Mi mano rozó la suya, buscando ancla. Encontré calor. Y, por un instante, fe.
Pero la fe no era suficiente.
—¿Qué propones? —pregunté.
—Ir juntos —dijo—. Hasta el final. Aunque el camino esté envenenado.
La sala se mantuvo en silencio, pero lo sentí.
Una presencia.
Como si alguien escuchara desde un rincón oscuro. Como si estuviéramos diciendo exactamente lo que "ellos" querían oír.
—Tenemos que descubrir quién está detrás antes de actuar —añadió Alaric—. Si reaccionamos mal, les damos la excusa para encender el fuego total.
Me incliné sobre el mapa. Las rutas marcadas parecían heridas abiertas. Una en particular me llamó la atención:
Una senda que ni siquiera recordaba haber visto antes.
—¿Quién dibujó esto? —pregunté. Nadie respondió.
Un trazo leve, pero real. Un camino entre bosques muertos.
Un sendero que nadie debería conocer.
Alaric se tensó.
—Solo los altos mandos tienen esos mapas actualizados.
—Entonces el traidor no es cualquiera.

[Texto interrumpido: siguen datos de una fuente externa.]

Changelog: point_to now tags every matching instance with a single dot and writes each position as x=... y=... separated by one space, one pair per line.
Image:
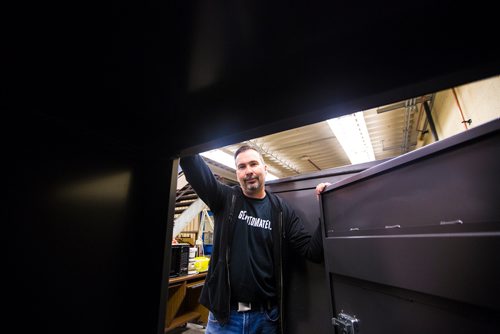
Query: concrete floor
x=189 y=329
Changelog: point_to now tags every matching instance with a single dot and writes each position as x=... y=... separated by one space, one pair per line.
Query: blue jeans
x=250 y=322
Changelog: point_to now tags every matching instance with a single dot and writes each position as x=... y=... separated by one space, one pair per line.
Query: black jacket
x=224 y=201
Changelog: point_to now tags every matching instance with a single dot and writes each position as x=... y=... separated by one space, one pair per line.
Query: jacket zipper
x=231 y=211
x=282 y=233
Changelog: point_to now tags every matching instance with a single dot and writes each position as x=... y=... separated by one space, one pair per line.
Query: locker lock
x=346 y=324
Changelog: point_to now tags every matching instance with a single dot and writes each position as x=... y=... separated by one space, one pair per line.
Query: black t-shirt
x=251 y=262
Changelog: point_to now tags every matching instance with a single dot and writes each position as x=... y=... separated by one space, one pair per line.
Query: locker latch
x=346 y=324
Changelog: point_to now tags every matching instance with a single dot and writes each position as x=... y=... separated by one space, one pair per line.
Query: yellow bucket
x=201 y=263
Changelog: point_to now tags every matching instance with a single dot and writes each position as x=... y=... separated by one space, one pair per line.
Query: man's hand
x=321 y=187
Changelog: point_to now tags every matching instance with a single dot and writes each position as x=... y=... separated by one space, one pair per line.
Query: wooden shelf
x=182 y=303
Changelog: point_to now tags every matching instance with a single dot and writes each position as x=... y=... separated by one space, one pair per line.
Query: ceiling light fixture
x=352 y=134
x=228 y=161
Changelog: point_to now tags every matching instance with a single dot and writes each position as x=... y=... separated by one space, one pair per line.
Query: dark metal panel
x=306 y=290
x=417 y=237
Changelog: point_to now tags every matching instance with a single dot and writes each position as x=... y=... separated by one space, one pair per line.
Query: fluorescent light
x=220 y=157
x=352 y=134
x=228 y=160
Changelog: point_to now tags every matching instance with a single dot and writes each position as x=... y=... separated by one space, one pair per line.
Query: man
x=243 y=286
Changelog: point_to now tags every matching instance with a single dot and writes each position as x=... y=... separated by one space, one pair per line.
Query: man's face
x=251 y=173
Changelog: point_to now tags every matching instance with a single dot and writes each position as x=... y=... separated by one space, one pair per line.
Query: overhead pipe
x=464 y=122
x=431 y=121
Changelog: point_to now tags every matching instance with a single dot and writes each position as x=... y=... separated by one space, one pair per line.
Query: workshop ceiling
x=393 y=130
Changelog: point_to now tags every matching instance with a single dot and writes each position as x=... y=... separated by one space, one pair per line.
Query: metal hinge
x=346 y=324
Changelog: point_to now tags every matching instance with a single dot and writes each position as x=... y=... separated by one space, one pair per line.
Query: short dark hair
x=244 y=148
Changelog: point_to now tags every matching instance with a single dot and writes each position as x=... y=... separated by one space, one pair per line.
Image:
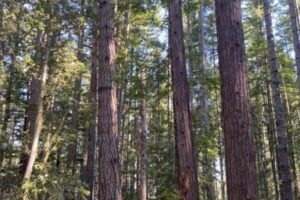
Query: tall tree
x=285 y=186
x=295 y=33
x=239 y=147
x=143 y=140
x=35 y=108
x=187 y=173
x=109 y=173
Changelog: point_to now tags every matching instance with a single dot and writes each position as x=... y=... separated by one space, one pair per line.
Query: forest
x=150 y=99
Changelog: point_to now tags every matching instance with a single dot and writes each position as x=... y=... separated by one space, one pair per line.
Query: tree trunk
x=204 y=120
x=93 y=123
x=187 y=170
x=271 y=134
x=35 y=109
x=295 y=33
x=143 y=140
x=286 y=191
x=109 y=173
x=290 y=140
x=239 y=147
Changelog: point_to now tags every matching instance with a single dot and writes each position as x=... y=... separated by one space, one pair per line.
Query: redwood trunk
x=143 y=142
x=35 y=109
x=239 y=147
x=295 y=33
x=285 y=186
x=109 y=169
x=187 y=173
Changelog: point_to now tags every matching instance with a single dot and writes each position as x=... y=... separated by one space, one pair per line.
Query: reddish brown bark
x=109 y=169
x=187 y=173
x=239 y=147
x=284 y=167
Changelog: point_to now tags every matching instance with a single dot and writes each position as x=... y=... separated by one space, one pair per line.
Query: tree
x=109 y=173
x=285 y=186
x=239 y=147
x=187 y=174
x=295 y=33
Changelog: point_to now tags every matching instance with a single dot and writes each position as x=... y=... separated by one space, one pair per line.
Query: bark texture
x=143 y=141
x=109 y=168
x=35 y=108
x=187 y=173
x=239 y=147
x=295 y=33
x=285 y=185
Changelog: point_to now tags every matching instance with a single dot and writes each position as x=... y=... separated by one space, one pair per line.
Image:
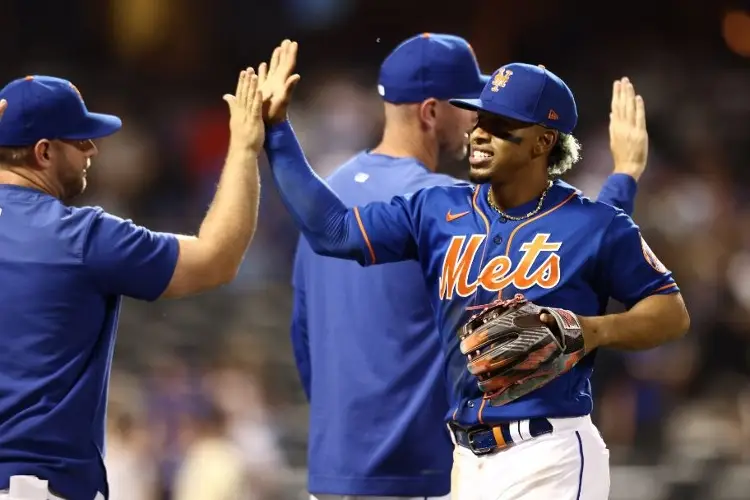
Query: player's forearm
x=653 y=321
x=619 y=190
x=231 y=220
x=329 y=226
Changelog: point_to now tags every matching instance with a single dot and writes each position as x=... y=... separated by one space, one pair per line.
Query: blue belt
x=485 y=439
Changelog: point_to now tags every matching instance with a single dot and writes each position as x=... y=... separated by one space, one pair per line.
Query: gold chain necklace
x=511 y=217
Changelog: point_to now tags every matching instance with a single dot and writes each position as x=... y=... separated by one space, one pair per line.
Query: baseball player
x=519 y=270
x=64 y=270
x=365 y=339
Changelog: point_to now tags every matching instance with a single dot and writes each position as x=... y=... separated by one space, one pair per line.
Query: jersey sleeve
x=371 y=234
x=386 y=230
x=619 y=191
x=126 y=259
x=628 y=270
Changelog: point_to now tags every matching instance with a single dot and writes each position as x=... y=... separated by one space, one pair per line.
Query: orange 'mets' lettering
x=498 y=273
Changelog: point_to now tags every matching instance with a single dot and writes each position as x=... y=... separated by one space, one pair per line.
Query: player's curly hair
x=565 y=153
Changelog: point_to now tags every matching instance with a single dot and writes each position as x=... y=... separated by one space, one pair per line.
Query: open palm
x=277 y=80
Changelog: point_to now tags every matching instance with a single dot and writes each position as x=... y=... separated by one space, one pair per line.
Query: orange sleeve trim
x=665 y=287
x=364 y=235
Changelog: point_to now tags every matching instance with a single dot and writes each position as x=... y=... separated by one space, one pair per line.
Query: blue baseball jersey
x=369 y=356
x=63 y=272
x=574 y=254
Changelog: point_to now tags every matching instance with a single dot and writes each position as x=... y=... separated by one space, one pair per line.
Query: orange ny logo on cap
x=501 y=79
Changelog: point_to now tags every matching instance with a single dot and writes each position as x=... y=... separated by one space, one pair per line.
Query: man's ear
x=42 y=152
x=428 y=112
x=546 y=141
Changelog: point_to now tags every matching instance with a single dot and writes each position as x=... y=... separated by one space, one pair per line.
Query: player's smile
x=481 y=157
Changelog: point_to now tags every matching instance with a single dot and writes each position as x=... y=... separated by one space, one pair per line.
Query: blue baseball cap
x=430 y=65
x=46 y=107
x=527 y=93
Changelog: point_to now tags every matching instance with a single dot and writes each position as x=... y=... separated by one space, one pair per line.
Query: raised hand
x=277 y=81
x=246 y=128
x=628 y=138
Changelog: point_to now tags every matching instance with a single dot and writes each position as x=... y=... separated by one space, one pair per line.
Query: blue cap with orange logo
x=527 y=93
x=430 y=65
x=46 y=107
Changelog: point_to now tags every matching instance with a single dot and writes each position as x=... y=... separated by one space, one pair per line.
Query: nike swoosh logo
x=449 y=217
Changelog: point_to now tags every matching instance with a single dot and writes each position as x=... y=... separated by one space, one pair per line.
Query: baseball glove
x=512 y=351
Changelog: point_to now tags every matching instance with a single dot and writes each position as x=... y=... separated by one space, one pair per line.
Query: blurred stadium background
x=207 y=385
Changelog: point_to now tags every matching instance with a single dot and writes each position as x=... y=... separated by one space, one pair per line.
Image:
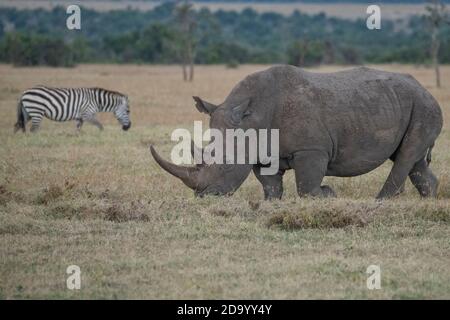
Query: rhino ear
x=240 y=111
x=203 y=106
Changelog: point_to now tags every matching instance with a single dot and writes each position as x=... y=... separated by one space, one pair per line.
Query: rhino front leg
x=310 y=167
x=272 y=185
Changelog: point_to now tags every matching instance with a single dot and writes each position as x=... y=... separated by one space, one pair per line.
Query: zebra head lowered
x=122 y=113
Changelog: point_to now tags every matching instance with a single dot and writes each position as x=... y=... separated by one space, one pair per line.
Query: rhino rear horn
x=189 y=175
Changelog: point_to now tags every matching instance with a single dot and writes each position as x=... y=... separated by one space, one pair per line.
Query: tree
x=436 y=17
x=184 y=17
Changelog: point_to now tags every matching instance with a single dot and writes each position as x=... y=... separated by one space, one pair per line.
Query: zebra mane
x=110 y=91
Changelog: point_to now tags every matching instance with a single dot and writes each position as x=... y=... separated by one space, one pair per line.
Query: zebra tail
x=20 y=124
x=429 y=154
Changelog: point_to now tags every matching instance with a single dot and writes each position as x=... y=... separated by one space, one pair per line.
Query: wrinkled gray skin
x=340 y=124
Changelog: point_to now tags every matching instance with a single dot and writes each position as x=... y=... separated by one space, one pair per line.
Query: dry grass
x=341 y=10
x=99 y=201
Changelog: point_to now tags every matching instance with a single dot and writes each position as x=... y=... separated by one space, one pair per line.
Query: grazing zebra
x=64 y=104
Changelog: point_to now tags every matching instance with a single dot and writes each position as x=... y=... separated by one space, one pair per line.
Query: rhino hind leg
x=310 y=167
x=272 y=185
x=423 y=179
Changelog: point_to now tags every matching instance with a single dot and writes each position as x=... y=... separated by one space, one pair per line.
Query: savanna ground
x=99 y=201
x=341 y=10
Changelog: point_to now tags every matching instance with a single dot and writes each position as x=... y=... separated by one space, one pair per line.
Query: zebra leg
x=79 y=124
x=35 y=123
x=95 y=122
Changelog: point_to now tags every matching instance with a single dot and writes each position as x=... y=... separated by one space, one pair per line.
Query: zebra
x=64 y=104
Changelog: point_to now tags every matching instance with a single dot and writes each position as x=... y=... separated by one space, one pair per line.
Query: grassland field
x=99 y=201
x=340 y=10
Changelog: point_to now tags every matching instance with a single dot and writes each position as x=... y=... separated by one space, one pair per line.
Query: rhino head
x=238 y=111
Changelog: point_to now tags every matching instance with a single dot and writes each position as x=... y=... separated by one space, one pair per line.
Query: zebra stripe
x=81 y=104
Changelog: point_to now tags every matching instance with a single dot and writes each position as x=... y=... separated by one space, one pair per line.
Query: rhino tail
x=429 y=154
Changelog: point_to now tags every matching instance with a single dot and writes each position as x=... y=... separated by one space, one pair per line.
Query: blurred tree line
x=36 y=37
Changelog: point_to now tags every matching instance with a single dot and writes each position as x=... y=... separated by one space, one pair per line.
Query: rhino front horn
x=189 y=175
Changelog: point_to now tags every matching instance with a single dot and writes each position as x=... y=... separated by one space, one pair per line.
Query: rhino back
x=358 y=117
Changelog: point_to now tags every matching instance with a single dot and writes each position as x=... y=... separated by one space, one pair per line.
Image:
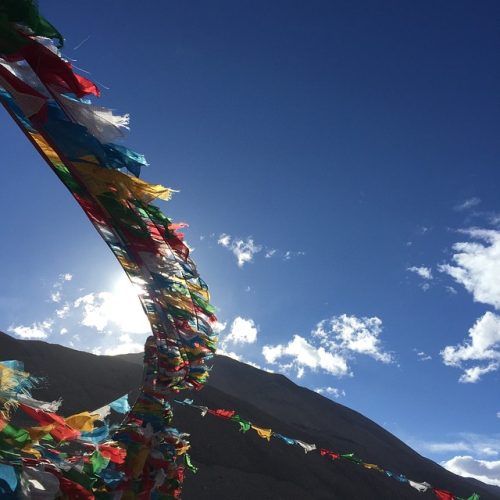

Es uno de nosotros.
Él me miró. Y por un segundo, vi algo en sus ojos que no esperaba.
Duda.
¿De mí?
—¿Confías en mí? —le pregunté, en voz apenas audible.
—Sí —dijo.
Pero tardó demasiado en responder.
Y en ese instante, supe que no estábamos preparados para esta guerra.
Porque la verdadera batalla no era por poder.
Era por la verdad.
Y la verdad tenía demasiadas caras.
Su mano rozó la mía de nuevo, como si nada hubiese cambiado. Pero ya no sentía calor.
Sentía una promesa rota.
O tal vez, una que nunca existió.
Y mientras el mapa seguía abierto ante nosotros, supe que la trampa no era el ataque.
La trampa…
Éramos nosotros.
Las patrullas fueron despachadas al anochecer, como fantasmas en un tablero que ya no nos pertenecía.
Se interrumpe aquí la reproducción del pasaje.